Die EZB steht unter Erfolgszwang, da an den Finanzmärkten begründete Zweifel bestehen , dass das Ankaufprogramm bis Herbst 2016 in dem geplanten Umfang durchgeführt werden kann. Mario Draghi ist daher bereits bemüht den Erfolg seit einem Monat dieser unorthodoxen Geldpolitik zu diagnostizieren (siehe oben). Insbesondere deutsche Staatsanleihen wurden in großem Umfang an die EZB verkauft. Was steckt dahinter?
Negative Einlagezinsen bei den Zentralbanken

In einer Anzahl von Mitgliedsländer der Eurozone wie bereits auch in der Schweiz , Schweden und Dänemark sind negative Nominalzinsen für Einlagen bei den jeweiligen Zentralbanken gängige Praxis. Damit sollte bei letzteren eine Kapitalflucht in wertstabile Währungen aus der Eurozone verhindert werden. Trotzdem kam es zu einer massiven Abwertung des Euro gegenüber anderen Währungen insbesondere auch dem US-Dollar.
Dies sollte – so wohl das Kalkül des EZB-Rates – die preisliche Wettbewerbsfähigkeit der Länder der Eurozone gegenüber dem Ausland stärken und damit durch verstärkte Exporte die Wirtschaft ankurbeln. Insbesondere der Export in die USA und Länder, die eine Wechselkurspolitik der Dollar-Anbindung verfolgen, dürften verstärkt Waren und Dienstleistungen aus der Eurozone vermehrt importieren.

Gegenüber anderen Ländern die bereits wie beispielsweise Japan, aber auch zahlreiche andere Schwellen- und Entwicklungsländer ihre Währungen deutlich abgewertet haben oder dies demnächst planen, dürfte dieser Preisvorteil einer gezielten Euro-Abwertung nur von begrenzter Dauer und Wirkung sein. Eher steigt die Gefahr von Wechselkurskriegen.
So lockerte bereits im vergangenen Jahr China seine bisherige Wechselkurspolitik und könnte zukünftige die Dollar-Anbindung des Renminbi weiter lockern. Allerdings tritt der chinesische Premierminister Spekulationen über eine weitere Yuan-Abwertung zum US-Dollar derzeit noch entgegen. Jedoch sind die chinesischen Exporte seit Jahresbeginn drastisch eingebrochen. Da die EU einer der wichtigsten Handelspartner neben den USA hinsichtlich der Exporte Chinas ist, könnte sich die Lage rasch ändern, wenn sich dieser Abwärtstrend bei Außenhandel mit der EU in den kommenden Monaten fortsetzt.

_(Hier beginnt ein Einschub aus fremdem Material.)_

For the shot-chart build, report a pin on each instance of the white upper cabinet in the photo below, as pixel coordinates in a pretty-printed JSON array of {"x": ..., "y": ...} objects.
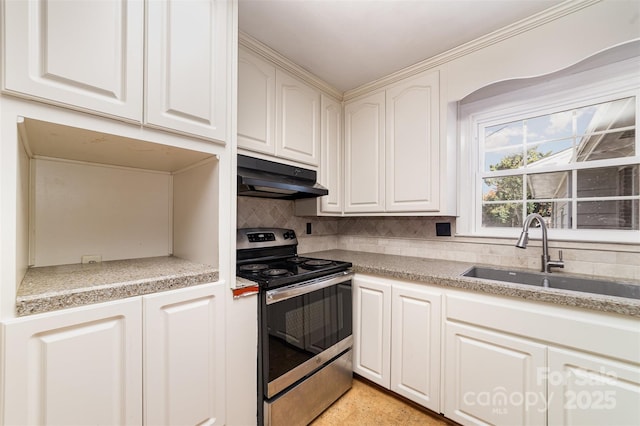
[
  {"x": 412, "y": 145},
  {"x": 89, "y": 56},
  {"x": 364, "y": 121},
  {"x": 331, "y": 159},
  {"x": 392, "y": 152},
  {"x": 82, "y": 54},
  {"x": 297, "y": 120},
  {"x": 256, "y": 103},
  {"x": 186, "y": 79},
  {"x": 278, "y": 114}
]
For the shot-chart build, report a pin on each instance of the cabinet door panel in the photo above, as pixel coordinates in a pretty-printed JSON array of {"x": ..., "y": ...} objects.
[
  {"x": 491, "y": 378},
  {"x": 186, "y": 66},
  {"x": 297, "y": 120},
  {"x": 331, "y": 164},
  {"x": 364, "y": 154},
  {"x": 372, "y": 323},
  {"x": 184, "y": 377},
  {"x": 415, "y": 345},
  {"x": 590, "y": 390},
  {"x": 82, "y": 54},
  {"x": 256, "y": 104},
  {"x": 412, "y": 145},
  {"x": 75, "y": 367}
]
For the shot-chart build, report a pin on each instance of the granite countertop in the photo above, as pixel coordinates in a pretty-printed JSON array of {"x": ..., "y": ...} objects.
[
  {"x": 50, "y": 288},
  {"x": 448, "y": 274}
]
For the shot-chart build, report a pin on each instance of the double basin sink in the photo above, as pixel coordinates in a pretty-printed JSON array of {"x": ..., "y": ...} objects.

Die Ausweichmöglichkeiten Chinas seine Handelsströme aus der EU in andere Teil der Welt umzulenken sind begrenzt zumal die Weltwirtschaft eher insgesamt in eine Phase anhaltender Stagnation bzw. niedrigeren Wirtschaftswachstum abzugleiten droht. Gleichzeitig führt die ultralockere Geldpolitik zu einem Anstieg der globalen Finanzmarktrisiken wie der derzeitige aktuellste Global Financial Stability Report des IWF nochmals betont.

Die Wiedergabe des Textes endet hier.